A Good Start: Suggestions for Visual Conversations with Deaf and Hard of Hearing Babies and Toddlers
Section IV: Gradually Modify Your Communication to Make Your Baby's Transition to Language Easier
It has been known for many years that hearing parents of hearing babies use short and simple sentences with their babies between about 9 and 15 months of age (Bremner, 1988). This is when babies start to show that they understand language, and most babies themselves begin to produce language. Without really thinking about it, their parents give them a "model" of language that is easy to understand and easy to learn. Then, when the babies begin to talk more, parents gradually move onto more complicated language.
The same general pattern has been noticed among deaf parents. When their deaf babies begin to understand signed language, deaf mothers start producing very short, simple, signed phrases and sentences. Research at Gallaudet University (and in Australia and the United Kingdom) shows that many deaf mothers produce mostly one- and two-sign phrases when their babies are about 12 months old (Mohay, 2000; Spencer & Lederberg, 1997; Harris, Clibbens, Chasin, & Tibbitts, 1989; Kantor, 1982; Kyle, Ackerman, & Woll, 1987).

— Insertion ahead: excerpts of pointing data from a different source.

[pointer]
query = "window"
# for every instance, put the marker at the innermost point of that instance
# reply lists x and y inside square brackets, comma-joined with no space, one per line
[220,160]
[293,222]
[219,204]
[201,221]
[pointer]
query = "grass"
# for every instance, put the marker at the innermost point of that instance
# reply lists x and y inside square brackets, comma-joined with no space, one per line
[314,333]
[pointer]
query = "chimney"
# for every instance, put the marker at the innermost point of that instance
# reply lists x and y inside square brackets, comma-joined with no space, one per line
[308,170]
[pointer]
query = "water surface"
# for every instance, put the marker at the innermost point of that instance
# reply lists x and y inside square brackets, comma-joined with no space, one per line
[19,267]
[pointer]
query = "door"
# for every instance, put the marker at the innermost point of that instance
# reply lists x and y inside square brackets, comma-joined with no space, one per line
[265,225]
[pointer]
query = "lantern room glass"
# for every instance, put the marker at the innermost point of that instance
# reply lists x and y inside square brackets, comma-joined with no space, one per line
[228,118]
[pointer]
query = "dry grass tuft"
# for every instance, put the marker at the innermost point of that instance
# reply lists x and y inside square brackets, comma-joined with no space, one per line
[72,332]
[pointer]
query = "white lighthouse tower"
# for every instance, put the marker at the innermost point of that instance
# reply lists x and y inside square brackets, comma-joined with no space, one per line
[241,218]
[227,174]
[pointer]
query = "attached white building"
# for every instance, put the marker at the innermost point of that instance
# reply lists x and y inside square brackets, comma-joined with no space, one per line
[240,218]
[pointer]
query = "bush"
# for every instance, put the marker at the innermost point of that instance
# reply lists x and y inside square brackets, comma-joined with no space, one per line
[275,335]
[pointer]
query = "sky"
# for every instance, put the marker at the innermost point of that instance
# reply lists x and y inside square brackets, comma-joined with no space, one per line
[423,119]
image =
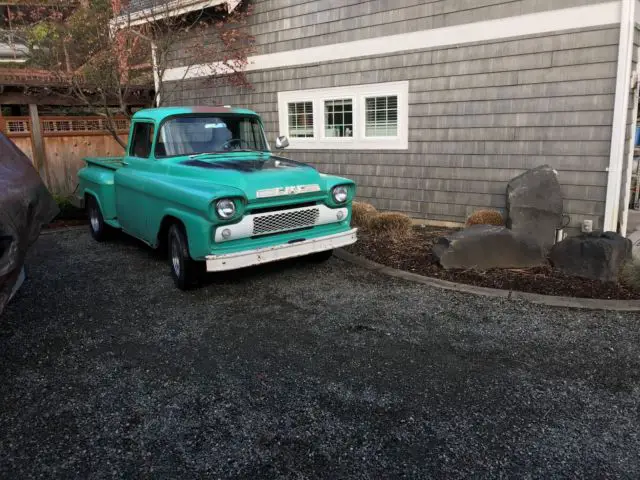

As children begin to use language themselves, parents don't need to produce many long sentences. It seems more important for the parents' language to follow the child's interest and that the language be produced where the child can see it. Of course, deaf mothers begin to use more and longer signed sentences after their children show that they understand more — and when the children themselves begin to produce more than one word or sign in a single phrase. However, in the early stages of a child's understanding and expression of language, hearing parents should feel comfortable signing short (even one-sign) sentences to the children.
Like hearing parents with hearing babies, deaf mothers repeat signs and short sentences again and again. This gives the babies several chances to notice them and recognize the language patterns. Babies seem to find repeated language interesting. Deaf mothers also tap on objects, point, use interesting facial expressions, and use other strategies (discussed throughout this document) to help their babies see and pay attention to language.
Hearing parents can use fingerspelling occasionally with young deaf and hard of hearing children. Although at first glance it seems fingerspelling would be difficult for children, researchers report that deaf parents use it — even with babies (Erting, Thumann-Prezioso, & Benedict, 2000). Researchers even think that occasional short fingerspelled words might give a child a first step toward learning about letters — and this can help later in learning to read.
One hearing father who participated in my research told me a story about the way his deaf daughter showed her parents that it was all right to fingerspell to her. This child had a deaf teacher, who must have fingerspelled to her in her intervention program. But the parents had not seen this; they both thought it foolish to fingerspell to a young child. Surely it would be too hard to understand. One day, when their daughter was less than 3 years old, they noticed her standing in back of their car. She was looking carefully at the metal letters that spelled out its name. Then they saw her little fingers move: V-O-L-V-O, she spelled slowly and carefully. Once they got over their initial shock, they decided that fingerspelling wasn't too hard for her after all!
One strategy deaf mothers use often — waiting for a child to look up before signing to them — means that deaf mothers tend to send fewer language messages to their babies than hearing mothers do in the same amount of time. Still, the signed language skills of deaf babies with deaf signing parents develop as quickly as the spoken language of hearing children (Spencer & Lederberg, 1997).